The team typically flies demonstrations at the graduation ceremony of the IAF flight academy and on Israel's independence day. Based at Hatzerim Airbase, the team is staffed by IAF Flight Academy personnel and its pilots are active instructors.

Ido Nehoshtan, the commander of the Israeli Air Force in 2008–2012 is a former member of the team, as is Eitan Ben Eliyahu, commander of the Israeli Air Force in 1996–2000.

== Tzukit era ==
The Tzukit, a jet-powered trainer, was used in the selection and training of IAF Flight Academy cadets. It was a modified version of the French Fouga Magister, which had served the IAF in the training role since 1960. The Fouga Magister also saw limited combat against Egyptian and Jordanian forces during the 1967 Six-Day War. A number of aircraft were lost to enemy fire.

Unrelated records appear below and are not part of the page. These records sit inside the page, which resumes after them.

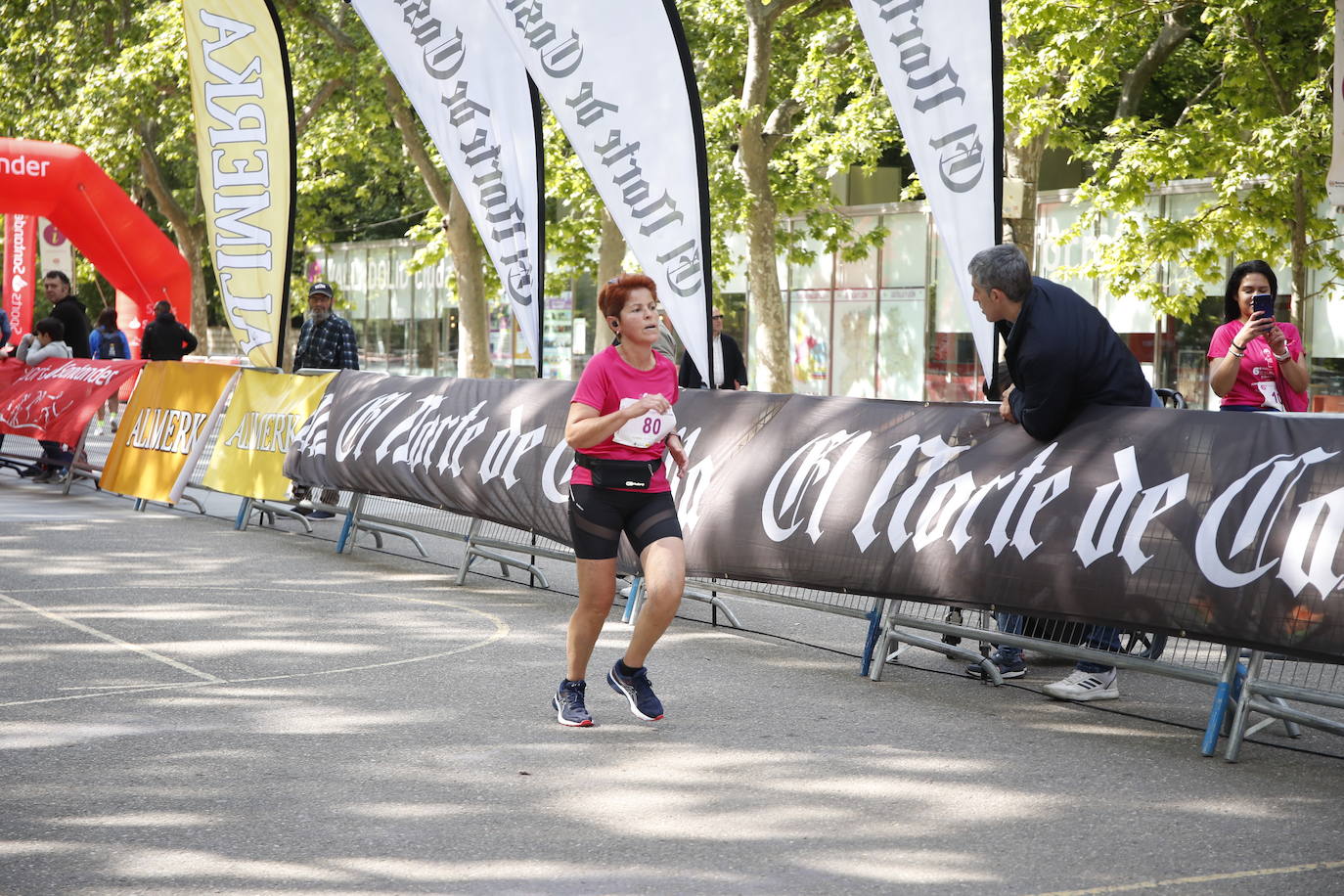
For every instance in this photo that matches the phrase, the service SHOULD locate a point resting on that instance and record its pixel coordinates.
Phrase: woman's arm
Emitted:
(1293, 368)
(586, 426)
(1222, 374)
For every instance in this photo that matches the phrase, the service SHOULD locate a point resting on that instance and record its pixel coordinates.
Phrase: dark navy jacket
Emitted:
(1062, 356)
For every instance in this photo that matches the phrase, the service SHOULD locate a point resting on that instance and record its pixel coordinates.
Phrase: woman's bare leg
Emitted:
(597, 591)
(664, 582)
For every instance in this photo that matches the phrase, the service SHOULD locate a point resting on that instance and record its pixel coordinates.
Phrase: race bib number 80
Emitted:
(646, 430)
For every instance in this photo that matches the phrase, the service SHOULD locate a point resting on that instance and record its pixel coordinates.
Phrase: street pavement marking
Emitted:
(502, 630)
(1202, 878)
(111, 639)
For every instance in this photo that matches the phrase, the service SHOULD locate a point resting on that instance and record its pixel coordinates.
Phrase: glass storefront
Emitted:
(887, 326)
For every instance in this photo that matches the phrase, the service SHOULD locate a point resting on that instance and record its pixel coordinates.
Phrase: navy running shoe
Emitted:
(1008, 666)
(639, 691)
(568, 704)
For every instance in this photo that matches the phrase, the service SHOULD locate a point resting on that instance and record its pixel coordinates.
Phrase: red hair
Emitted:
(617, 291)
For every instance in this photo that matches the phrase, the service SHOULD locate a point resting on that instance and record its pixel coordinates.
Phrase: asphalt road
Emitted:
(191, 709)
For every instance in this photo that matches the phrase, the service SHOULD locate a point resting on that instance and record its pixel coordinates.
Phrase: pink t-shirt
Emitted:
(1257, 379)
(607, 379)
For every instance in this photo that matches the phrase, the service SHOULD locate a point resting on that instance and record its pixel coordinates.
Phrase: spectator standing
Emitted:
(1256, 363)
(68, 310)
(108, 342)
(1062, 356)
(164, 337)
(42, 342)
(730, 370)
(326, 342)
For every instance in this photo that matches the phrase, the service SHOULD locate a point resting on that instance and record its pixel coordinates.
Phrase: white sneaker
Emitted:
(1084, 686)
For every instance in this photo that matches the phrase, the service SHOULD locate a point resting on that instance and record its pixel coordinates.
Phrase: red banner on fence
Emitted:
(11, 368)
(21, 272)
(57, 399)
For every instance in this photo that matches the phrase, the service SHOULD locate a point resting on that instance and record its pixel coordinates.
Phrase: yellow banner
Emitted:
(162, 428)
(245, 151)
(263, 417)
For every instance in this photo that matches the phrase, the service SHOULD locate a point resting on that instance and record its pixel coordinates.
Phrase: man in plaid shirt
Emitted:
(327, 342)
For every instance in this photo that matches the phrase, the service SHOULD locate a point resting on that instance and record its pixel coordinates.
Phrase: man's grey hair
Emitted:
(1003, 267)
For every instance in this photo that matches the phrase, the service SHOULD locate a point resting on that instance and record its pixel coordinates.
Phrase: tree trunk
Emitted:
(1298, 252)
(753, 162)
(473, 351)
(1136, 81)
(1024, 164)
(191, 238)
(610, 255)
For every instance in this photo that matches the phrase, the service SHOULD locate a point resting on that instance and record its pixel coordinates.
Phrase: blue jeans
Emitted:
(1097, 639)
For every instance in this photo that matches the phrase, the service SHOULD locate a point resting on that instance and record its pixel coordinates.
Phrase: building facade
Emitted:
(890, 326)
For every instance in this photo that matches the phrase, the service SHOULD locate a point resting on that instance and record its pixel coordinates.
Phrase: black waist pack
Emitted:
(617, 474)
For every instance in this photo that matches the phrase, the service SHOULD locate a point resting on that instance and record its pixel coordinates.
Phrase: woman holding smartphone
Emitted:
(620, 425)
(1256, 364)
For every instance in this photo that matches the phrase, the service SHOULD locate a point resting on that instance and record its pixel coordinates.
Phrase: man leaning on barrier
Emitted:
(1062, 356)
(326, 342)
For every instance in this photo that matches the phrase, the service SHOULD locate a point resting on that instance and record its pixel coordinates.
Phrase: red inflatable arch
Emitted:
(67, 187)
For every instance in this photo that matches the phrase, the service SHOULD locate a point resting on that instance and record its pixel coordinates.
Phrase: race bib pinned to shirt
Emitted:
(646, 430)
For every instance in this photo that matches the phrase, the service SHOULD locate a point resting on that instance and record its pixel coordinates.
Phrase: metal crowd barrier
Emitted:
(1245, 683)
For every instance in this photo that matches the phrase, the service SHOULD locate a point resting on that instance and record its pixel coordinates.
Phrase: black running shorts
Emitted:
(599, 516)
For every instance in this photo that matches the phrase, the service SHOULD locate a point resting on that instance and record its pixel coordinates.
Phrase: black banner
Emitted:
(1219, 525)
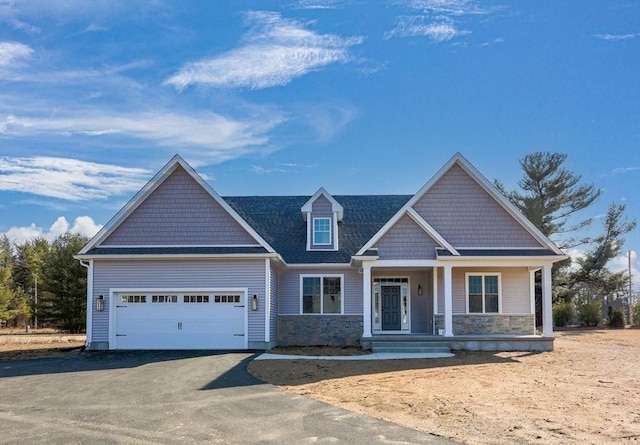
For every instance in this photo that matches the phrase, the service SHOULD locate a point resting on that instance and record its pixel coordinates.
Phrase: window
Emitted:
(226, 298)
(483, 293)
(164, 298)
(322, 294)
(321, 230)
(196, 298)
(134, 299)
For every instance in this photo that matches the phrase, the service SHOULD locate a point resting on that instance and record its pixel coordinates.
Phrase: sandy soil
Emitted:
(587, 391)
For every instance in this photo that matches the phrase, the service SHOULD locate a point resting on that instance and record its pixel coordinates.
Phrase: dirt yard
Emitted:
(587, 391)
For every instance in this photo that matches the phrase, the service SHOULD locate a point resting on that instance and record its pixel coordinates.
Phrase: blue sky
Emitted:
(359, 97)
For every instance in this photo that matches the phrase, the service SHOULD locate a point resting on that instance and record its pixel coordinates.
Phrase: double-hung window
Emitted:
(322, 231)
(483, 293)
(321, 294)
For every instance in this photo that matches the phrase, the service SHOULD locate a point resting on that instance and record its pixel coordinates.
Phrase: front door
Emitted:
(391, 308)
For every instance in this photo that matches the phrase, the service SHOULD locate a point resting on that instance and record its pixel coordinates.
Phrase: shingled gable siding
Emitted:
(406, 241)
(179, 212)
(321, 208)
(467, 216)
(179, 274)
(516, 298)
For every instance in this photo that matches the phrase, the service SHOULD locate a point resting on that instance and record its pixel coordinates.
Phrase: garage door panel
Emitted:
(215, 321)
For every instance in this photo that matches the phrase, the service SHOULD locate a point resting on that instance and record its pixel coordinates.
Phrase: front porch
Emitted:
(435, 311)
(436, 343)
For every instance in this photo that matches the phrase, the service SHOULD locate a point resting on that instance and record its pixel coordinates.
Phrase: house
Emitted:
(180, 267)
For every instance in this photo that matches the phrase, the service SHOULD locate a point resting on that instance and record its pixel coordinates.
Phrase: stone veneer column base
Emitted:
(319, 330)
(486, 324)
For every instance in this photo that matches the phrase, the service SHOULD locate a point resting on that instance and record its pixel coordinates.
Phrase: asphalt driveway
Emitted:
(170, 398)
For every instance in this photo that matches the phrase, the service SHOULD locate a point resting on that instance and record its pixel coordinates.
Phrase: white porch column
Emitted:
(448, 302)
(547, 314)
(366, 300)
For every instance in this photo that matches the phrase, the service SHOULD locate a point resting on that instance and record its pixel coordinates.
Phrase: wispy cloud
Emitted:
(436, 20)
(411, 26)
(620, 170)
(83, 225)
(13, 52)
(616, 37)
(277, 50)
(452, 7)
(68, 179)
(266, 171)
(223, 137)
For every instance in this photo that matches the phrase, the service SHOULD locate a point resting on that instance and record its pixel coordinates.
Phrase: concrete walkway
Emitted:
(372, 356)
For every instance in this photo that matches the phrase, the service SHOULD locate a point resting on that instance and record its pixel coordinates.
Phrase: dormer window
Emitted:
(322, 214)
(322, 231)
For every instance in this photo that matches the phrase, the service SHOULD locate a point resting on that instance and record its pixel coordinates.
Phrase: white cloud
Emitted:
(68, 179)
(415, 26)
(616, 37)
(13, 52)
(277, 50)
(83, 225)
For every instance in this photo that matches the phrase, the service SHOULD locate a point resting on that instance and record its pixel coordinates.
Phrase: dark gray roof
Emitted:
(278, 219)
(497, 252)
(182, 250)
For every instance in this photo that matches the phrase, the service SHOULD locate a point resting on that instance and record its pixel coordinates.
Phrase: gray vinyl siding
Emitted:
(179, 212)
(407, 241)
(322, 208)
(289, 289)
(273, 316)
(460, 210)
(179, 274)
(515, 282)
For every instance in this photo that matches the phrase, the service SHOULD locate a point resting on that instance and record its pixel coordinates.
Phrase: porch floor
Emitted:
(421, 342)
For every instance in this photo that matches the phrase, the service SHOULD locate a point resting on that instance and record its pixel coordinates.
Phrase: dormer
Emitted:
(322, 214)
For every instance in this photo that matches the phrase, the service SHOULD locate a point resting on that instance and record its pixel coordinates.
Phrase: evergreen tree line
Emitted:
(42, 285)
(555, 199)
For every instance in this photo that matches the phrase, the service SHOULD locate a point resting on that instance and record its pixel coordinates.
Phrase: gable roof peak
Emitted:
(335, 205)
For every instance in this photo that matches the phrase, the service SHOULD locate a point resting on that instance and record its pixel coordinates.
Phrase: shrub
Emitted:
(635, 316)
(616, 320)
(589, 313)
(562, 314)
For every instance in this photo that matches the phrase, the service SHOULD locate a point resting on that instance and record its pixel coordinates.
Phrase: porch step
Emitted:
(399, 346)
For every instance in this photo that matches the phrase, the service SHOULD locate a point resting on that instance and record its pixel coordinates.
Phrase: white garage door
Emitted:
(180, 320)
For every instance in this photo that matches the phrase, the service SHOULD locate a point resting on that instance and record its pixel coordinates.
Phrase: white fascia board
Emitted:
(431, 231)
(506, 261)
(418, 220)
(150, 186)
(486, 185)
(319, 266)
(132, 204)
(177, 256)
(506, 204)
(335, 205)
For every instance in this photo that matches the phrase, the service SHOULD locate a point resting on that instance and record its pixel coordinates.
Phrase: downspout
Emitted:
(89, 326)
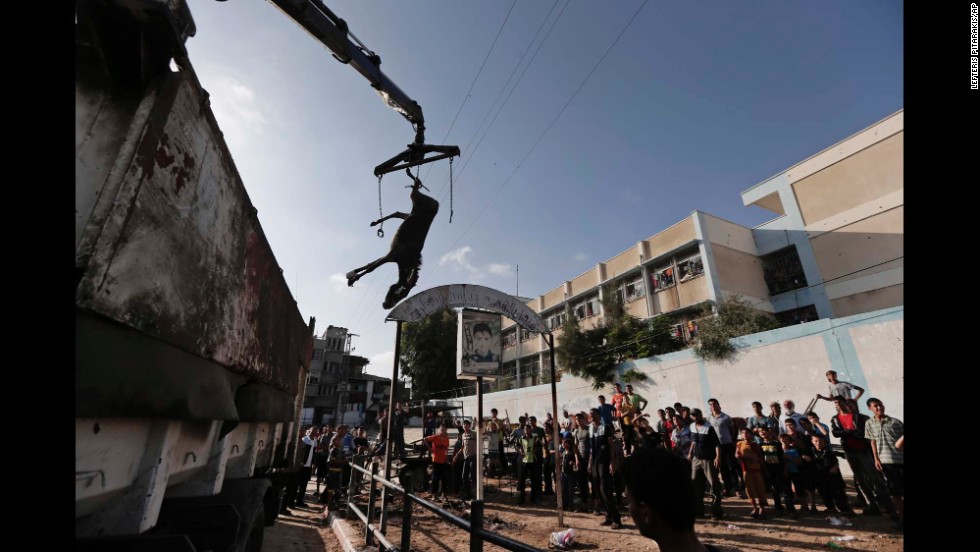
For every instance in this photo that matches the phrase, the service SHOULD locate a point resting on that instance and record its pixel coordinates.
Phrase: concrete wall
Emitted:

The Magisters were later radically revamped by the IAI and fitted for carrying advanced motors and equipment. The first prototype of the Tzukit took to the air in September 1980, and was handed over to the IAF in May 1981 for initial testing. At the IAF's request certain modifications were carried out and included in the first serial production Tzukits, and deliveries to the IAF started June 1983. All Tzukit aircraft had been delivered to the IAF by 1986.

These aerobatic aircraft were always fully armed, according to a senior Air Force officer who spoke to the Jerusalem Post.